21. New York Public Library
New York’s most famous library, also known as the Stephen A. Schwarzman Building, is situated in a grand Beaux-Arts icon east of Times Square. Fronted by marble lions named “Patience” and “Fortitude,” it’s a jaw-dropper to walk through – particularly the reading room fit for 500 patrons poring over tomes under the library’s original Carrère and Hastings lamps. There are exhibits too, including a copy of the original Declaration of Independence, a Gutenberg Bible, plus 431,000 old maps. Free tours take place at 11am and 2pm Monday to Saturday, with an exhibition tour at 2pm on Sunday.
22. Shakespeare at Sunset
You can try your luck to win free tickets to Shakespeare in the Park, managed by The Public Theatre, via the digital lottery and standby lines, but just in case you don’t win, you can also get your fix of the Bard – with some romantic lighting – at Shakespeare at Sunset, hosted by New York Classical Theatre at non-traditional public venues across the city, including the Brooklyn waterfront.
23. New York Earth Room
Now for something completely different. The Earth Room, Walter De Maria’s 1977 art installation, is a single room filled with 280,000 pounds of dirt, combining the framework of an ordinary office with the scent of a wet forest. Strange? A little. Memorable? Definitely.

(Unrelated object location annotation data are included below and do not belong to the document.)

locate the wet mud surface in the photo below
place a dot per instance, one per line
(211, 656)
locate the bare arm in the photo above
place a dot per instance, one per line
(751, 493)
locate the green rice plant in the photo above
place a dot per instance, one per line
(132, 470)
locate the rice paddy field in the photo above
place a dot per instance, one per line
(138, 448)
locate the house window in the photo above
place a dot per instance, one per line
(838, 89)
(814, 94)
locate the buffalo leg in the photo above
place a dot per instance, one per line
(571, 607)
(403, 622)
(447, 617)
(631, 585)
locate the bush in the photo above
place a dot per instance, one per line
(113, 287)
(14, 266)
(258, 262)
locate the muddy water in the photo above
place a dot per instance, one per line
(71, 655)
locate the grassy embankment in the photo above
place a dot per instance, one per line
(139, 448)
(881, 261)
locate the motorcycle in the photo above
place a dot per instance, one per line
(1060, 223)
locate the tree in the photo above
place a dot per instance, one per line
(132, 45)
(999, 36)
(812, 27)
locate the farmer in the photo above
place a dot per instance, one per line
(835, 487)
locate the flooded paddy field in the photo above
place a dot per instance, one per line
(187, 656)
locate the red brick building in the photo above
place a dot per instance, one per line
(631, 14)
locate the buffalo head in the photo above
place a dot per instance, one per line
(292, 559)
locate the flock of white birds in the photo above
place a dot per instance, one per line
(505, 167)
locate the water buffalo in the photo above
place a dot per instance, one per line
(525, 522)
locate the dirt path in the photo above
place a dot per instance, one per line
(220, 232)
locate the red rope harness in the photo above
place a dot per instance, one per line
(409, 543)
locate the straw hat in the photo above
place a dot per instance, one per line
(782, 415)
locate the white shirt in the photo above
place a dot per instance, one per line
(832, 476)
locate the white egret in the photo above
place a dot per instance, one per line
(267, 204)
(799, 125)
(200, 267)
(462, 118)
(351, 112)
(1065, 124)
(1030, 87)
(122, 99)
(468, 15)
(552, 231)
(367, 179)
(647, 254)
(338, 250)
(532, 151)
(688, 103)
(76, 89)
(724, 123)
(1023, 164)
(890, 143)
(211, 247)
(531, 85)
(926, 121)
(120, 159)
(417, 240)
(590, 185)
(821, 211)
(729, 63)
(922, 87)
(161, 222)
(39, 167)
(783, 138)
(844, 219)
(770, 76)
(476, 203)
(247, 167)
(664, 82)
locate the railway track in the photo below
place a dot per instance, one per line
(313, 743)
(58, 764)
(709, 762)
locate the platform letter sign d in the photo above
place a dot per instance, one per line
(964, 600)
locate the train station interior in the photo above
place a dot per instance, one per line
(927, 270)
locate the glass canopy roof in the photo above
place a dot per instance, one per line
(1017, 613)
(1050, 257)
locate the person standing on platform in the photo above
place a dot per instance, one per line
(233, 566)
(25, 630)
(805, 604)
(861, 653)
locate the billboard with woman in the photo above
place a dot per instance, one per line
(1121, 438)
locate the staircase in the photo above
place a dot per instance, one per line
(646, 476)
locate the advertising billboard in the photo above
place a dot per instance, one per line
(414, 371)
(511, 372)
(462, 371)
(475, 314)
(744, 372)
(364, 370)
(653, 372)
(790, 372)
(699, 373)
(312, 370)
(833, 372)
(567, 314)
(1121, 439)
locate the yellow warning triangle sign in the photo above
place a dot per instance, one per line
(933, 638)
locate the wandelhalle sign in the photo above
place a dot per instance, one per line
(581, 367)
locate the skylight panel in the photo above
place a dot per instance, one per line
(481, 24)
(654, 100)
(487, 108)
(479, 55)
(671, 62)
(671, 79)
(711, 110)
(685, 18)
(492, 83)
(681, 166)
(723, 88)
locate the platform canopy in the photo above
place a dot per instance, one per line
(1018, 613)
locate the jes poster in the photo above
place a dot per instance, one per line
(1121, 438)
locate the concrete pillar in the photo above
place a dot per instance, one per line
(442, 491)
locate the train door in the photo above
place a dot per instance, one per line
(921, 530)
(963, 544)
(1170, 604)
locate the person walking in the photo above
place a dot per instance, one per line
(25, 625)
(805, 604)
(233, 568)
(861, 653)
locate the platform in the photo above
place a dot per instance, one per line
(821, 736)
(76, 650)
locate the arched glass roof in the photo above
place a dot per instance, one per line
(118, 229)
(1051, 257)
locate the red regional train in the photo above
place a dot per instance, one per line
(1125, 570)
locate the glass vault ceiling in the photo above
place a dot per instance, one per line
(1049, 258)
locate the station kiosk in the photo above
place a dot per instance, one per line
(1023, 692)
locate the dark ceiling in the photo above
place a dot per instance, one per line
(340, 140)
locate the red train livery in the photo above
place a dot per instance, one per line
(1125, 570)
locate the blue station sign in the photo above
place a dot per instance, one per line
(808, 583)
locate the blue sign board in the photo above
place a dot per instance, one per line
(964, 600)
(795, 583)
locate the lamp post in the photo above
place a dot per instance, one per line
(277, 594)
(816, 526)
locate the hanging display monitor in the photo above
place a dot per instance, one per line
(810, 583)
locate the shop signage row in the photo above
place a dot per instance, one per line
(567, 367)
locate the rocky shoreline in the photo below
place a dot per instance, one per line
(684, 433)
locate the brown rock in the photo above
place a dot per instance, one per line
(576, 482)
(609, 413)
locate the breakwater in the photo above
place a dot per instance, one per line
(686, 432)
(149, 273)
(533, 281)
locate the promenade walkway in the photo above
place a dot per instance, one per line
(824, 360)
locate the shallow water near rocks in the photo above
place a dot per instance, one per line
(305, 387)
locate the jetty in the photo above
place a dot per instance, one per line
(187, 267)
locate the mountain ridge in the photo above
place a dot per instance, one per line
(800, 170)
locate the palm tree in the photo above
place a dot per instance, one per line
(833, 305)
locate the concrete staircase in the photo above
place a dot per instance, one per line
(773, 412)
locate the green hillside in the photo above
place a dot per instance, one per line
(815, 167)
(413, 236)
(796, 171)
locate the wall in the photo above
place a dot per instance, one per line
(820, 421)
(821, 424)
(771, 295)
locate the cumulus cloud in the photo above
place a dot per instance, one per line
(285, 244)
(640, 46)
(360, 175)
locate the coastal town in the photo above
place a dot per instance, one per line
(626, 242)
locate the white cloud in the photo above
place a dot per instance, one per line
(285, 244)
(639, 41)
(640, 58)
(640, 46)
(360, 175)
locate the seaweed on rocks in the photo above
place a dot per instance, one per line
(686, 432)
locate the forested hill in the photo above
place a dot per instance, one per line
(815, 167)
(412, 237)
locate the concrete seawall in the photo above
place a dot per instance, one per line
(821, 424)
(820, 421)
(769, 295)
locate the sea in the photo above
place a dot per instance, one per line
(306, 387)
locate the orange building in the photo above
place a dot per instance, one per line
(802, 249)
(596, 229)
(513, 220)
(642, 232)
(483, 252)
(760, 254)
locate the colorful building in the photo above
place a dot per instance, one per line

24. Socrates Sculpture Park
Overlooking Roosevelt Island and the Upper East Side on the East River, the former landfill site turned Socrates Sculpture Park is a playful and free outdoor museum and public park with large-scale interactive sculptures and multimedia art installations. On Wednesdays in the summer, free movie screenings take place, with an emphasis on foreign films, preceded by corresponding music and cultural performances.
25. Staten Island Ferry
The Statue of Liberty is a must-see, but the ferry tours there start at $18 for adults. Enter the Staten Island Ferry, which cuts across the New York Harbor 24 hours a day, 7 days a week, offering a stellar view of Lady Liberty, for absolutely free (and bonus: there’s food and drinks for sale on board). Having been in service since 1905, the ferry carries 19 million people across the harbor each year.